Another sight, not so agreeable, along many a Spanish roadside, is that of the ancient wooden crosses, erected on the sites where travellers have been murdered by banditti. These roads are often desolate and dreary beyond description, unfenced, seldom travelled, and set with the constantly recurring stones of the Moorish road-makers. Leading across brown, treeless wastes, with habitations far apart, both peasant and tourist would easily wander from these roads, were it not for those rude mile-stones, which are often the only guide-posts and land-marks. When a fence is required, a hedge of aloe is usually started.

Spanish children chew sugar-cane as American children munch candy. The cane is brought from Cuba and is sold everywhere; carried about by venders in big bundles of handy lengths, to capture all stray centimos.

Not so well patronized is the street dealer in soap—“old Castile” soap—for this business is recognized to be a form of beggary, and though bargains are made and money paid, the soap is seldom carried away by the purchaser.
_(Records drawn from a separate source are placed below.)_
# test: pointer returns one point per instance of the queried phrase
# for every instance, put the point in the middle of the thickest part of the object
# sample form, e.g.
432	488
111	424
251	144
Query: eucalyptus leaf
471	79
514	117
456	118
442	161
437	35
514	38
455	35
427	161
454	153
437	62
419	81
EVERY male Spaniard is obliged to render three years of military service; but usually this is no severe hardship, and loving his ease, he leaves home cheerily enough. The government is rather embarrassed than served, in the matter of stationing this soldiery, especially since the close of the Carlist War. The conscripts are set to guard the palaces, the parks, the national buildings; they are sent to Cuba and elsewhere, whenever it is possible, in fact all opportunities and pretexts are seized to set up a soldier on duty, or rather a pair of them, as two are usually to be seen together. Leave of absence is easily obtained, and but few days of actual presence and service are required during the third year. However, the military requirements by the government never relax, as “insurrections” are indigenous to the country and climate.

As the ancient Moorish doors are still frequent, so is the old form of knock and admission. The arrival raps smartly at the small door set within the great nail-studded gate. Presently an eye, a face, appears at the little wicket window to reconnoitre, to question. Should the examination reveal nothing dangerous or disagreeable, the latch-string is pulled, and entrance is permitted.

“Burro” must needs appear in all Spanish picture and story, for he is prominent in all Spanish folk-life. He is to be seen everywhere, with his rude harness tufted with gay woollens, and big brass nails, moving over the landscape in town or country—the helpless slave and abused burden-bearer, seldom petted, even by the children of the family. There are very handsome mules in Madrid and a few elsewhere; but the donkey is the national carrier. He is small, brown, brave, and always bruised. The Spaniards’ “Get up!” is a brutal blow between the eyes. He is seldom stabled, seldom decently fed. He is tethered anywhere—under the grapevine, by the door, among the rocks, but always at his master’s convenience; and his food is in matter and manner best known to himself. His harness is heavy and uncomfortable, and his hair is clipped close on his back where he needs protection most from the burning sun. This clipping is usually done at the blacksmith’s, by a professional clipper, and is a sight of interest to the lazy populace. Under the great shears Burro’s body is often decorated with half moons, eyes, monograms, garlands—whatever the fancy of his master, or the clipper, or the bystander may direct. Poor Burro! from first to last—poor Burro!